Significant effects of mixed cations on the morphology and photochemical activities of alkali–metal-antimony (Na,K)Sb3O7

Abstract

Oxide semiconductors with mixed-valence states generally exhibit excellent optoelectronic and photochemical properties due to facile charge transfer in redox reactions. In this work, we investigate the effects of mixed alkali on the optical absorption, luminescence spectra and photocatalytic abilities of (Na_1−xK_x)Sb₃O₇ nanoparticles. All the samples are fabricated using a simple one-step hydrothermal method. The structural studies show that the largest substitution of K⁺ ions in (Na_1−xK_x)Sb₃O₇ is at x = 0.3. In hydrothermal synthesis, the mixed arrangement of K⁺ and Na⁺ in (Na_1−xK_x)Sb₃O₇ has an influence on the crystal shape of particles. NaSb₃O₇ develops into a regular cube shape. With the increase of K⁺ ions in (Na_1−xK_x)Sb₃O₇, the edges and corners of the cube are further ground off, resulting in irregularly spherical particles.
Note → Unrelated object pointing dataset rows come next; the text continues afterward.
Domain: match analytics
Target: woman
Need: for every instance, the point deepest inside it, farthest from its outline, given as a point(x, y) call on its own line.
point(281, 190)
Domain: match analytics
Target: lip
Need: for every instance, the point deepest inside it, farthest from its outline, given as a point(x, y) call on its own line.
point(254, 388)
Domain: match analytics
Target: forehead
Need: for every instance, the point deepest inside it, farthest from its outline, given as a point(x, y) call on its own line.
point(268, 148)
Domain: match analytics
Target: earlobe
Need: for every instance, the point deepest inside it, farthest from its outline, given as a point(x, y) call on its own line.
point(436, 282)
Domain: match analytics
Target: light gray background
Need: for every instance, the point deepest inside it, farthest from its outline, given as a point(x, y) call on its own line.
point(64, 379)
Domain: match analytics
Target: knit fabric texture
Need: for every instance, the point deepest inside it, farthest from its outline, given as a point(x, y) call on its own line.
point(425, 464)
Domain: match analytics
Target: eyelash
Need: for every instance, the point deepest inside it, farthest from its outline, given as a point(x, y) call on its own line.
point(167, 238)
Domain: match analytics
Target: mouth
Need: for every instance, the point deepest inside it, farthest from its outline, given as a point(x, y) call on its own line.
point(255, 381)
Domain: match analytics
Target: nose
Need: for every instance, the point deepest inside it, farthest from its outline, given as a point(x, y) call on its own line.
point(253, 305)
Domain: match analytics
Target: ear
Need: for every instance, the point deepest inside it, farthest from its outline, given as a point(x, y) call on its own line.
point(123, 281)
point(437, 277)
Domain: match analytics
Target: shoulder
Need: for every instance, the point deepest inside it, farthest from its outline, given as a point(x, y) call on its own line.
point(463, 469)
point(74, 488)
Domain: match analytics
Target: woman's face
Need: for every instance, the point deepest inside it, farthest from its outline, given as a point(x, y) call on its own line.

This mixed-alkali antimonite belongs to a p-type indirect allowed transition semiconductor, and the optical band gap is 2.71 eV (x = 0.3). The intrinsic luminescence of NaSb₃O₇ is detected at 540 nm, which is nearly quenched in Na_0.7K_0.3Sb₃O₇. It is demonstrated that the substitution of K⁺ in NaSb₃O₇ significantly increases the photodegradation of RhB solutions. There are two types of Sb cations, i.e., Sb⁵⁺ and Sb³⁺ mixed in the structure. The improved photocatalysis is attributed to the charge mediators between Sb⁵⁺/Sb³⁺ couples. The experiment shows that co-doping cations in antimonite oxides may be one of the strategies to improve photochemical properties.